People
From the moment she was announced as a cast member on this year’s season of Dancing with the Stars, the hype was big for gold medal-winning Olympian Laurie Hernandez. After all, she had killer moves on the balance beam — why wouldn’t she be equally epic on the dance floor?
And from week 1, she was.
Doing a cha cha to Bonnie McKee’s “American Girl,” Hernandez and her partner, Val Chmerkovskiy, earned a 31/40, tying with James Hinchcliffe and Sharna Burgess for the highest score of the night.
The next week, she and Chmerkovskiy upped their score by a point, to 32, with a jive to the theme of Duck Tales. It was again the highest score of the night.
On week 3, it was a tango for which they scored an impressive 31 points. However, they failed to nab the top spot on the leaderboard for the first time, coming in a point short to Calvin Johnson Jr. and Lindsay Arnold.
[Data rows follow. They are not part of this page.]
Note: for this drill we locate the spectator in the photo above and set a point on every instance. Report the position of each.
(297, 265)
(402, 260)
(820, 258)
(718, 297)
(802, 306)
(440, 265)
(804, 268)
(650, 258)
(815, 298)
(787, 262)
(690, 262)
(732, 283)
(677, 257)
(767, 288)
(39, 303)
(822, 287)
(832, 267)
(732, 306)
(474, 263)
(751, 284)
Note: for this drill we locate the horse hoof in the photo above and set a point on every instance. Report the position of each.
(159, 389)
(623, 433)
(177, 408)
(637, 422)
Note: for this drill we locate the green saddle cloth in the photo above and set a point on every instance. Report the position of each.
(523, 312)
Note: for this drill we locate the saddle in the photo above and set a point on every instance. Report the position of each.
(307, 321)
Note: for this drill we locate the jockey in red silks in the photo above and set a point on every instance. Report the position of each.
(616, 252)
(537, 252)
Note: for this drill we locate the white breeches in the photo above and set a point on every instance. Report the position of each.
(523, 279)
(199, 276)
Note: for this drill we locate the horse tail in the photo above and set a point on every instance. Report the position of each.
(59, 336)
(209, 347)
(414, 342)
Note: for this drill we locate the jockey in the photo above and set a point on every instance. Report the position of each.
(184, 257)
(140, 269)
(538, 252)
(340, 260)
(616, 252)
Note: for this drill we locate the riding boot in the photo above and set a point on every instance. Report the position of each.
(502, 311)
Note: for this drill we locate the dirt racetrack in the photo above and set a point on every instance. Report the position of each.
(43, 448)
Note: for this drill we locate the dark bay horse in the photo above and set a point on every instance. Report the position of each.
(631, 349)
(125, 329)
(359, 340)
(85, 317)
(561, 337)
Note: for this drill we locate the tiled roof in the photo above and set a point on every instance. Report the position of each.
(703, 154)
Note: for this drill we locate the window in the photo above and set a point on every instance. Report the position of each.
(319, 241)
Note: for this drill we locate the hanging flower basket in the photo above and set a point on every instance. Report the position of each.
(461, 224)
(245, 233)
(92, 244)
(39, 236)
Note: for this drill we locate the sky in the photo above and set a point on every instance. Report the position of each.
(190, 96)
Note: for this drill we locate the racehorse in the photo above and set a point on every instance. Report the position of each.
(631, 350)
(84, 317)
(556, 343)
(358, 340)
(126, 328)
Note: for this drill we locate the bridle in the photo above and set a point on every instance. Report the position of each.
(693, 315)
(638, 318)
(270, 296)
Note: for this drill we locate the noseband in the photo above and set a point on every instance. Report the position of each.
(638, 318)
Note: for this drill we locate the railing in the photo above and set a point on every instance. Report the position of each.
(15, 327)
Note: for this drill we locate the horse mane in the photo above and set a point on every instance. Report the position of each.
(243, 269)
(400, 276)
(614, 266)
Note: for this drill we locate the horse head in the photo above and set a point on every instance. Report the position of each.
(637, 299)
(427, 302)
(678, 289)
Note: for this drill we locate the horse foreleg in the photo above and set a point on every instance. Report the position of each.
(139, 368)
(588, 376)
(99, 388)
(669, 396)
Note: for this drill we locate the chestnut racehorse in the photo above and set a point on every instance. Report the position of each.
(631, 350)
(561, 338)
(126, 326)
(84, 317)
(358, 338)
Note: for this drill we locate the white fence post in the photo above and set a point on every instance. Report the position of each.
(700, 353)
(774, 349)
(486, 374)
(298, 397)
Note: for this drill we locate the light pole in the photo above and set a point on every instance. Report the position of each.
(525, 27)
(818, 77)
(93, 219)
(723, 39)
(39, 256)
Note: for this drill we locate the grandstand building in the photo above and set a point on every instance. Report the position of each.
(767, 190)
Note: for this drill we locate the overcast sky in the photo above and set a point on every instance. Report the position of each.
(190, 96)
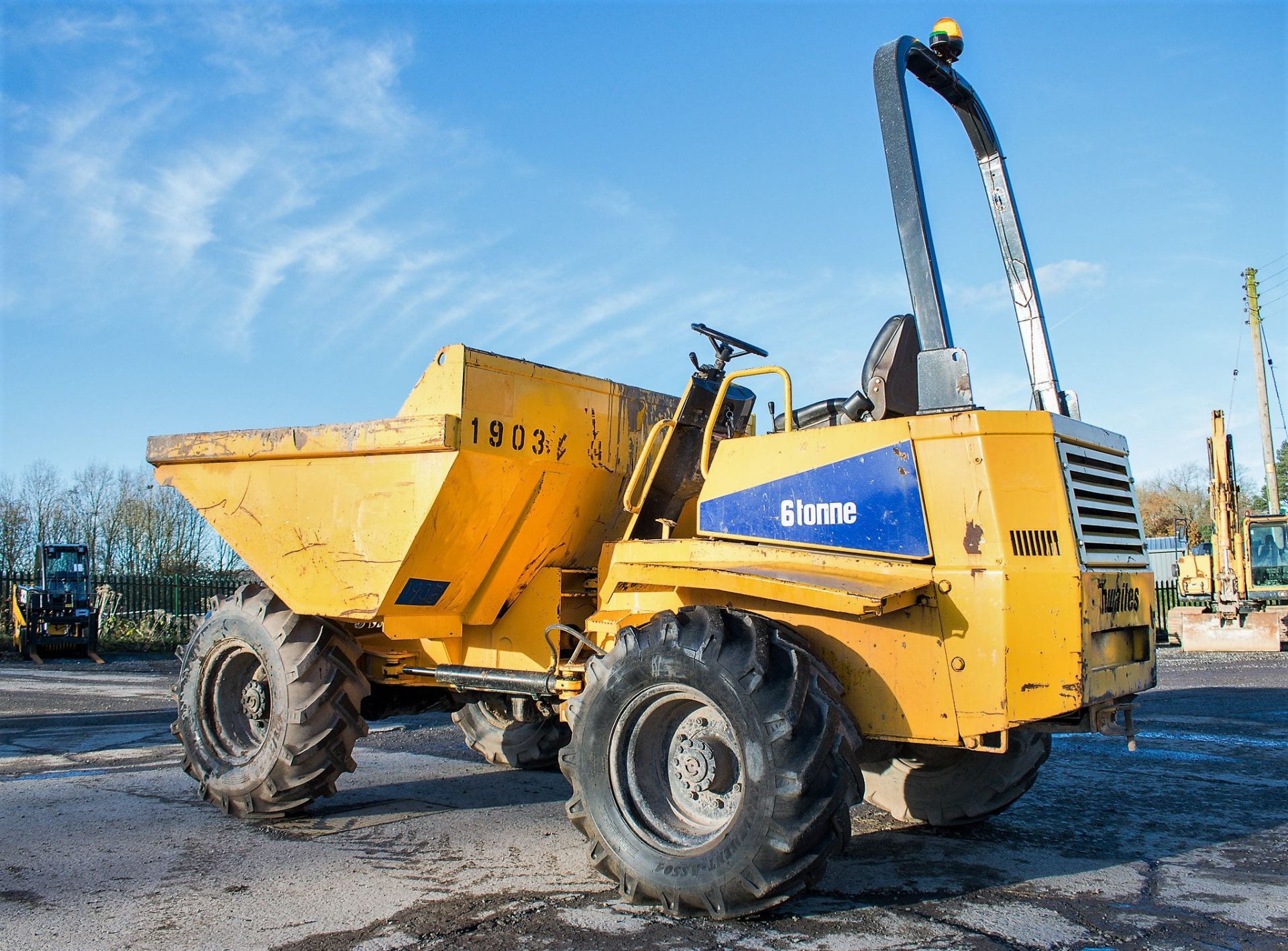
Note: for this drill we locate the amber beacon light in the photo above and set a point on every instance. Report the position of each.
(946, 40)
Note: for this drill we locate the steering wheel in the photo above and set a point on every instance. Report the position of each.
(724, 347)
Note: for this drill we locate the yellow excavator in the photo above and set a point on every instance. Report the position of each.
(1244, 577)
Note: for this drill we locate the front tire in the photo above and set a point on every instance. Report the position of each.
(945, 787)
(268, 706)
(710, 763)
(492, 731)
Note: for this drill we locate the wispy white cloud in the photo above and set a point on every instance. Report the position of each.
(1057, 277)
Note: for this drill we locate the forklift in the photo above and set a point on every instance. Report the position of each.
(60, 613)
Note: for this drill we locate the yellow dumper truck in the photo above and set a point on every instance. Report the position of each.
(725, 631)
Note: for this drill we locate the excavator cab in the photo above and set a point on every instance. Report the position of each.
(1267, 543)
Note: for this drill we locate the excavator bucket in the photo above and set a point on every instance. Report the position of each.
(1201, 630)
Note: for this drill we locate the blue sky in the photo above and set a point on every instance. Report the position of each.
(222, 217)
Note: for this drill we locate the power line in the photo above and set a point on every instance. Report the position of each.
(1234, 378)
(1271, 363)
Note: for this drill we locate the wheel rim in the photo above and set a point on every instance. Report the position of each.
(236, 702)
(676, 769)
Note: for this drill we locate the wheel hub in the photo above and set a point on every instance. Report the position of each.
(254, 700)
(676, 767)
(235, 702)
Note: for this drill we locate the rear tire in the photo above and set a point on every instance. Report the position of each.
(499, 738)
(268, 706)
(710, 763)
(945, 787)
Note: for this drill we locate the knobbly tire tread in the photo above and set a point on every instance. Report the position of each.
(808, 730)
(323, 691)
(971, 789)
(515, 744)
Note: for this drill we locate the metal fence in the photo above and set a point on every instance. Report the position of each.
(138, 596)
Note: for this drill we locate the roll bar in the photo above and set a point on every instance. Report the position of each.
(942, 375)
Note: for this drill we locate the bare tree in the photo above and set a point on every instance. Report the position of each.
(15, 526)
(130, 524)
(1179, 493)
(44, 493)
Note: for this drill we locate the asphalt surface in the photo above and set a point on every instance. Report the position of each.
(103, 842)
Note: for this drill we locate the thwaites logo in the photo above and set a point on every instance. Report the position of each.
(1122, 598)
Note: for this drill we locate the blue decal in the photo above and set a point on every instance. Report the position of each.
(869, 504)
(421, 592)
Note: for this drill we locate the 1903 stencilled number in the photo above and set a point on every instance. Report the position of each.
(494, 433)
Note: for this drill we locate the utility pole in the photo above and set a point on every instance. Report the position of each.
(1268, 443)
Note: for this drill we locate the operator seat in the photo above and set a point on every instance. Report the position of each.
(889, 382)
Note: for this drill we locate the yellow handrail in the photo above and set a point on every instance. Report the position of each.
(642, 465)
(719, 402)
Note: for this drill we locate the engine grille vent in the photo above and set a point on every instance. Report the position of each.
(1104, 506)
(1034, 542)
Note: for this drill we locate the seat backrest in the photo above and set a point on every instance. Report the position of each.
(890, 368)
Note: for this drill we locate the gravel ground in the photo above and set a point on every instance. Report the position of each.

For Cirque de Soleil night, Hernandez and Chmerkovskiy did a near-perfect jazz routine to Michael Jackson’s “The Way You Make Me Feel.” The judges loved it — so much so, they gave the pair the season’s first perfect score.
Next, the two danced to Katy Perry’s Olympic anthem “Rise” in honor of Hernandez’s incredibly memorable year. It was a tough week for Hernandez — doing her first-ever paso doble — and she and Chmerkovskiy took a bit of a score dip, down to 25/30. It was hardly a bump in the road for this power couple, however.
For Latin night, it was back to their tip-top scores: 37/40 for a salsa.
Hernandez and Chmerkovskiy “went to prom” together — and back to the 1960s — for decades week with a quickstep. It didn’t score quite as highly as they would have liked: two 8s and two 9s. But hey, she got to go to the prom, and that counts for something!
Halloween was celebrated on Dancing with the Stars with a waltz from the pair. It went off without a hitch, earning the couple their second perfect score of the entire competition.
She may be just 16 years old, but Hernandez can “Cell Block Tango” with the best of them, as her scores proved: four 10s!
And before we knew it, it was semifinal time. Hernandez and Chmerkovskiy did two dances: the first, a foxtrot, and the second, a samba. Even more impressive? They managed to pull off two perfect scores — despite the sad news that Hernandez lost her grandmother to Alzheimer’s disease that week.
After that emotional performance, Hernandez is off to the finals — and is sure to shine just as bright there as she has all season long.